The Southern Nevada Water Authority is making a major effort to get rights to water in rural valleys that could be piped to Las Vegas, but a spokeswoman said Wednesday the pipeline project will be built only if "absolutely necessary."
Pat Mulroy, SNWA general manager, told legislators that wide-ranging efforts are under way to find other water sources, including more Colorado River water, as drought conditions persist.
"We are not going to build the instate project unless it is absolutely necessary, unless there is absolutely nothing else we are going to do," Mulroy told the Assembly Natural Resources, Agriculture and Mining Committee.
"Hopefully, Lake Mead will not go south on us as quickly as possible. But we don't know," Mulroy said, referring to the lake outside Las Vegas from which water is piped to SNWA customers.
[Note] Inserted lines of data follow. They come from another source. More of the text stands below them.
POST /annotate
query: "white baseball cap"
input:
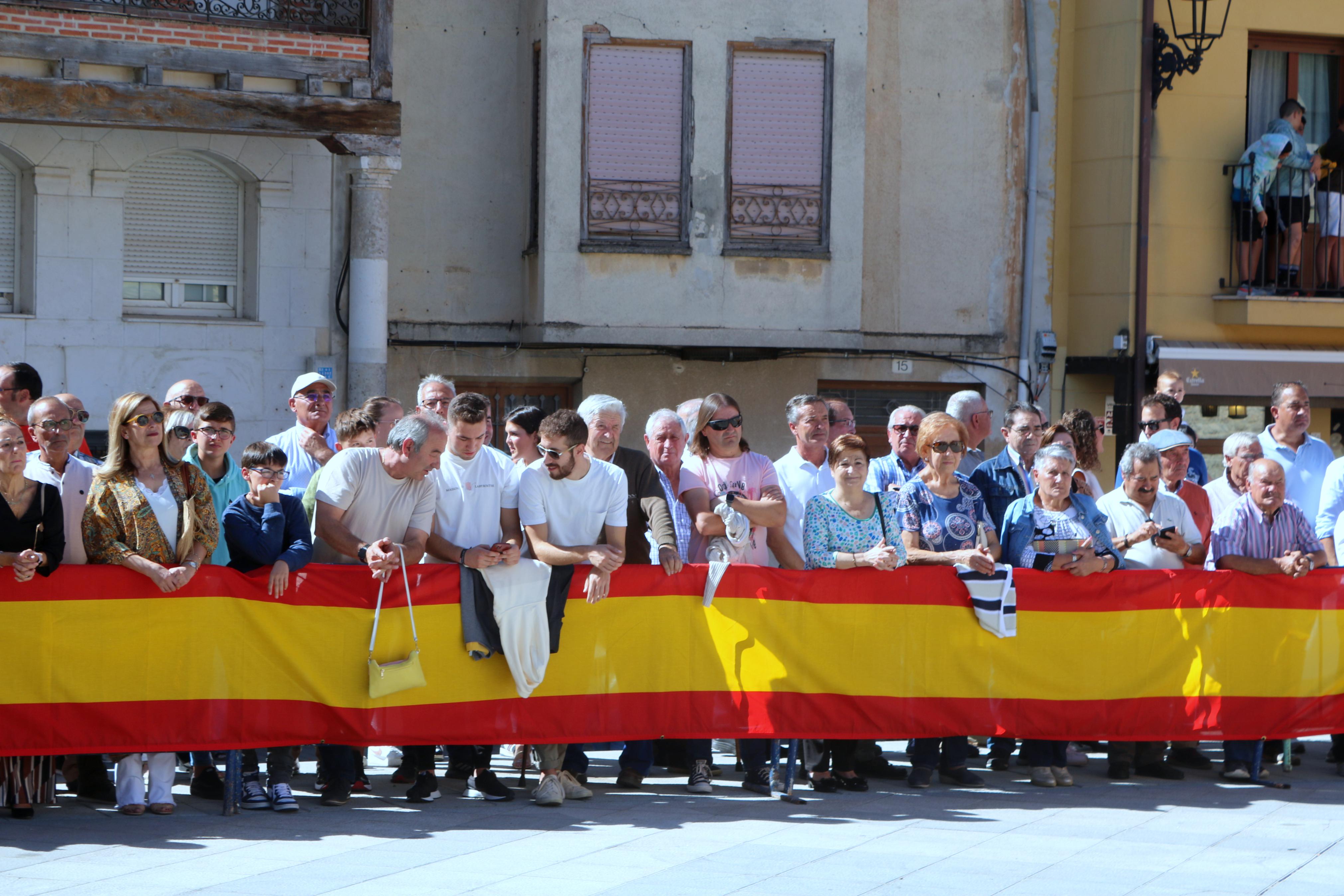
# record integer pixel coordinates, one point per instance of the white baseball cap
(307, 381)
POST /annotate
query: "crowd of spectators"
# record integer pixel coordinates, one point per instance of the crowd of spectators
(384, 485)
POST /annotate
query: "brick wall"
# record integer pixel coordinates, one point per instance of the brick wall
(183, 34)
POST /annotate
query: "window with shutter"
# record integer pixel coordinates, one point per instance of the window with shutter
(635, 143)
(183, 222)
(779, 148)
(9, 237)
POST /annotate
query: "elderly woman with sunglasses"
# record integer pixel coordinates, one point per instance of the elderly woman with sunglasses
(152, 515)
(944, 522)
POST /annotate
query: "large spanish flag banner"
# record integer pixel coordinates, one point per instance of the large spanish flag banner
(99, 660)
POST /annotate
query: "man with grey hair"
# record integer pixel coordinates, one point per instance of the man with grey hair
(434, 394)
(1240, 452)
(647, 506)
(972, 410)
(890, 472)
(376, 507)
(803, 473)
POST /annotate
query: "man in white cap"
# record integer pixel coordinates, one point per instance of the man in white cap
(311, 443)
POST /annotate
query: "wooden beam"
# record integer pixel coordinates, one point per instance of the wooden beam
(224, 112)
(381, 48)
(140, 56)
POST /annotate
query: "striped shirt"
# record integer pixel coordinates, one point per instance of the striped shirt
(1244, 531)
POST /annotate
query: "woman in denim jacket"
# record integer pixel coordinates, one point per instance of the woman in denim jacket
(1051, 514)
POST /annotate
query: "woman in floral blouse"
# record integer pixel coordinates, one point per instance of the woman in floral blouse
(845, 528)
(139, 511)
(941, 516)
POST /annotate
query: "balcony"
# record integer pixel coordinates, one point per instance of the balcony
(331, 17)
(1304, 230)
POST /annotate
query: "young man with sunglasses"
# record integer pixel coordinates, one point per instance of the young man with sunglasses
(209, 450)
(263, 528)
(573, 510)
(311, 443)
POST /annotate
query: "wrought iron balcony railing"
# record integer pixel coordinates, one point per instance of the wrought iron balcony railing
(339, 17)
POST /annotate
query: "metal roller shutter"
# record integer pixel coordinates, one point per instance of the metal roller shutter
(9, 233)
(182, 219)
(635, 140)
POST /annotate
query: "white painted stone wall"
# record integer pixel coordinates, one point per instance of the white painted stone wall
(74, 331)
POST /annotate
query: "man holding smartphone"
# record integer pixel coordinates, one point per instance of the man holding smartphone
(475, 524)
(1154, 530)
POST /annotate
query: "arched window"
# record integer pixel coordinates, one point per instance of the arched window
(9, 237)
(182, 222)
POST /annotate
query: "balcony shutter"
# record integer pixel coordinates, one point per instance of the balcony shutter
(779, 121)
(635, 142)
(9, 231)
(182, 221)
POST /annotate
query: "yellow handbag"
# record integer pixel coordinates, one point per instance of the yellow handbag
(400, 675)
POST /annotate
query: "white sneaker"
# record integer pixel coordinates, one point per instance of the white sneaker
(573, 789)
(549, 792)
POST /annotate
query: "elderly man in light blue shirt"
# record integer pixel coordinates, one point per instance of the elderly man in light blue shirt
(1303, 456)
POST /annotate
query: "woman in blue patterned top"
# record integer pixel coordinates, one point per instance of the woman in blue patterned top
(941, 519)
(845, 528)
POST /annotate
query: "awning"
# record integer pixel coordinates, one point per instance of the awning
(1251, 370)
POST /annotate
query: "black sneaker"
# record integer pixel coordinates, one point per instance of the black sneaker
(757, 781)
(207, 785)
(335, 794)
(425, 790)
(486, 785)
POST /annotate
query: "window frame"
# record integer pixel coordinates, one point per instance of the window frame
(608, 244)
(174, 303)
(768, 248)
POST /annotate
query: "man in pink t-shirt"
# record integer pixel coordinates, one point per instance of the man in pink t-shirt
(721, 465)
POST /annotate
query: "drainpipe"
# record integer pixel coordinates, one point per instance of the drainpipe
(1029, 250)
(1146, 164)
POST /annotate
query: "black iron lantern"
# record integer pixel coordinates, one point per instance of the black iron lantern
(1194, 31)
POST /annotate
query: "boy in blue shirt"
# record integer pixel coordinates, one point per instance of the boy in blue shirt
(268, 528)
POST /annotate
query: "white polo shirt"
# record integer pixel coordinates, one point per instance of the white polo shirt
(1124, 515)
(470, 497)
(74, 487)
(800, 480)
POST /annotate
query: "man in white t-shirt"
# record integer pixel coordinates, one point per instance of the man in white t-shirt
(370, 504)
(574, 511)
(475, 524)
(722, 471)
(1154, 530)
(803, 472)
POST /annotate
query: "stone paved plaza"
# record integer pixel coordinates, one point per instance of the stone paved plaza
(1199, 836)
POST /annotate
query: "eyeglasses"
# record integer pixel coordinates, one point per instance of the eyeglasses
(733, 422)
(189, 400)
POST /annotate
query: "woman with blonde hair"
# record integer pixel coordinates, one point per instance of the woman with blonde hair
(154, 515)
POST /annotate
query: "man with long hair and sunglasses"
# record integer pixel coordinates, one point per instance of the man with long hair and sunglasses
(311, 443)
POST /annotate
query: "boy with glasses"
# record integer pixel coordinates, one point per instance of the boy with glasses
(264, 527)
(309, 444)
(209, 450)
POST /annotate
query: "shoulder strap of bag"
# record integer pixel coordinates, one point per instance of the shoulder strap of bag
(378, 609)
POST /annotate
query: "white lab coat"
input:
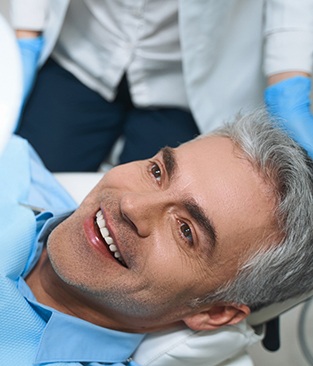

The lake has dropped more than 100 feet in the past several years.
Mulroy also said that the water agency's strategy is to get all the permits needed for the 200-mile-long pipeline project, which could cost as much as $3.5 billion, so that construction could start quickly.
"Southern Nevada has no choice but to look at resources outside its boundaries in order to protect 2 million people," she said.
Nevada's state water engineer has scheduled a monthlong series of hearings starting Sept. 28 on a bid by SNWA, already authorized to pump more than 19 billion gallons of water a year from rural Nevada, to get rights to another 16 billion gallons from Snake Valley, on the state's border with Utah.